How to Run Batched Inference (Batch Size 2) with YOLOX on Hailo-8?

I’m currently working on running YOLOX-tiny on the Hailo-8 accelerator using C++, referencing the hailo-ai/Hailo-Application-Code-Examples GitHub repository.
My setup uses the imx8 CPU, and the code is based on the following example:Hailo-Application-Code-Examples/runtime/cpp/object_detection
/object_detection.cpp

I’m working on a task that requires running inference on two images simultaneously.
Currently, I’m running inference twice in a loop, one image at a time. Each inference takes around 18 milliseconds, so processing two images takes 36 milliseconds, which exceeds my target of 33 milliseconds.

To improve this, I’m considering running inference with a batch size of 2, hoping that processing both images together will reduce the overall latency.

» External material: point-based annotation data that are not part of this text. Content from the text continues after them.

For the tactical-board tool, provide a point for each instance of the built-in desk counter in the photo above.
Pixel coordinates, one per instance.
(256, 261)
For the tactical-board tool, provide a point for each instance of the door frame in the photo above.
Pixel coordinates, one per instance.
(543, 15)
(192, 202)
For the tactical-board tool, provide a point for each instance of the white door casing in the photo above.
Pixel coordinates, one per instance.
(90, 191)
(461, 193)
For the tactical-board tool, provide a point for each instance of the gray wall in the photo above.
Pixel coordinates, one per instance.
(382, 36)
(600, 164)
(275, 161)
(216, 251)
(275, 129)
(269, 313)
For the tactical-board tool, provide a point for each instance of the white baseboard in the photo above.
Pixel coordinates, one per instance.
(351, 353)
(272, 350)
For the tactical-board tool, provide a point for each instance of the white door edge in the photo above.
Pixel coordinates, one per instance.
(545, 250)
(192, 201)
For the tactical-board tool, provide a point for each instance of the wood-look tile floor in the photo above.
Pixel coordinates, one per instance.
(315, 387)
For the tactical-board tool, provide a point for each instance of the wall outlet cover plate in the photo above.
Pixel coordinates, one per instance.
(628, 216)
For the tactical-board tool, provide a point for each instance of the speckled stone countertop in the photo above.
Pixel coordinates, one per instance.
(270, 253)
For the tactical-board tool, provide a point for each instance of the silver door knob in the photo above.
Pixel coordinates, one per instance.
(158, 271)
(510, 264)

However, the object_detection.cpp example only shows how to process a single image.
Could anyone guide me on how to modify the code to process two images at once, i.e., how to perform batched inference with a batch size of 2?

Hey @pal-uchi,

We’re planning to add this feature to the example you’re following. For now, here are the steps to implement batching with two images:

  1. Update your input tensor from [1, C, H, W] to [2, C, H, W] to include the batch dimension.

  2. Load and preprocess two images - resize, normalize, and convert both to the appropriate format expected by your model (typically CHW).

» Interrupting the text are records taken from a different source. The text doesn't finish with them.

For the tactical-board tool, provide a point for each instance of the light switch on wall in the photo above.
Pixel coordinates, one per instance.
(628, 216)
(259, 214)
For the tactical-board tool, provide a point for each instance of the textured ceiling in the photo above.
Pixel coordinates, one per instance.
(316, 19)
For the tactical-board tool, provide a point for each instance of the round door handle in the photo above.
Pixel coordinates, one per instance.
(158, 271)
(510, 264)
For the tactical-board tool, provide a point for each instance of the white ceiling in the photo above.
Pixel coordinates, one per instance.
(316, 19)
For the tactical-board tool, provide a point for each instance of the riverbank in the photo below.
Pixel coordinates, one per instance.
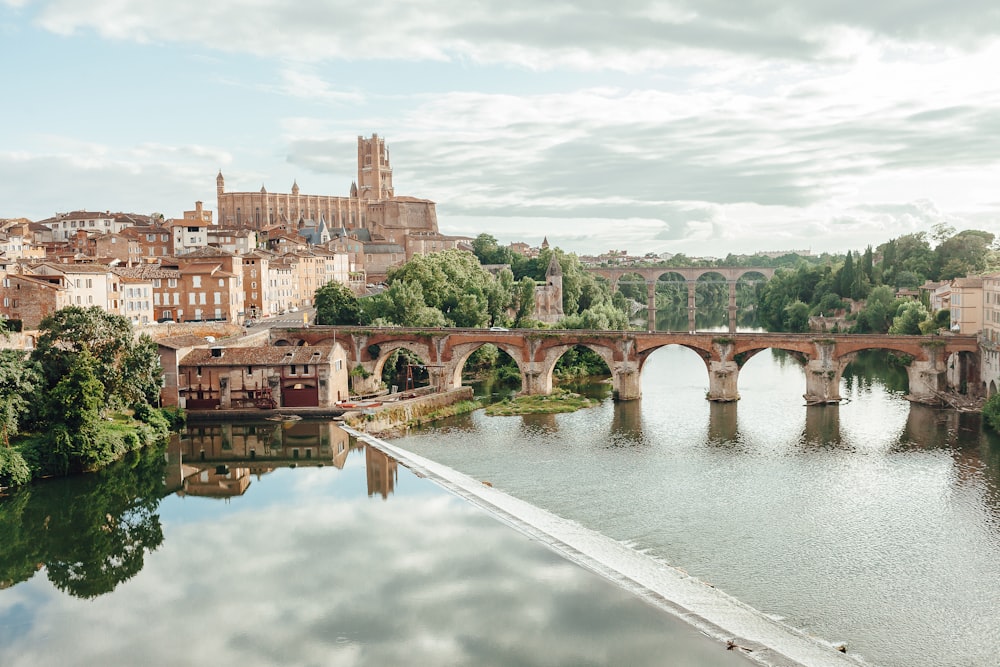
(727, 621)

  3. Create a single batch buffer by concatenating the two processed images, then copy this data into your reshaped input tensor.

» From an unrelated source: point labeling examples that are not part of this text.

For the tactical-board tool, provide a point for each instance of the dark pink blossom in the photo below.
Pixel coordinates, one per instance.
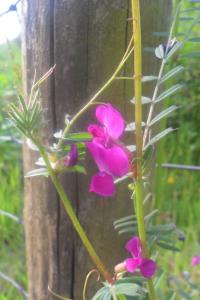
(196, 260)
(146, 266)
(109, 154)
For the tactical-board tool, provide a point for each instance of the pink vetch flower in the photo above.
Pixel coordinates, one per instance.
(146, 266)
(110, 155)
(195, 260)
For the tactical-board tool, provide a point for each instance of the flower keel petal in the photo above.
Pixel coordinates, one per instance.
(102, 184)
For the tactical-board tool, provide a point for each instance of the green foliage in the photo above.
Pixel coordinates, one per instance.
(12, 252)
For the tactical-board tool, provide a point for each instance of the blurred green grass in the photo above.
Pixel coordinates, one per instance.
(180, 190)
(12, 249)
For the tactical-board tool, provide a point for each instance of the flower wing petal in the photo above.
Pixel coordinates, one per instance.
(131, 264)
(134, 247)
(102, 184)
(148, 268)
(96, 149)
(116, 160)
(111, 118)
(73, 156)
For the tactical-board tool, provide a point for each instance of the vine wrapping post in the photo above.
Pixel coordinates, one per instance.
(139, 134)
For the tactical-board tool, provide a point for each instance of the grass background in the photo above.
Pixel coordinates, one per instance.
(178, 191)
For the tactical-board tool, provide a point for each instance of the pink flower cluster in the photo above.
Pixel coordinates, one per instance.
(146, 266)
(110, 155)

  4. Submit for async inference and make sure your post-processing can handle the outputs for each image in the batch.

Let us know if you need any clarification on implementing these steps!

Thanks for the response, @omria san.

I have one question regarding STPE1.

  1. Update your input tensor from [1, C, H, W] to [2, C, H, W] to include the batch dimension.

What should I change to change the tensor size? C program at runtime or DFC settings for HEF generation?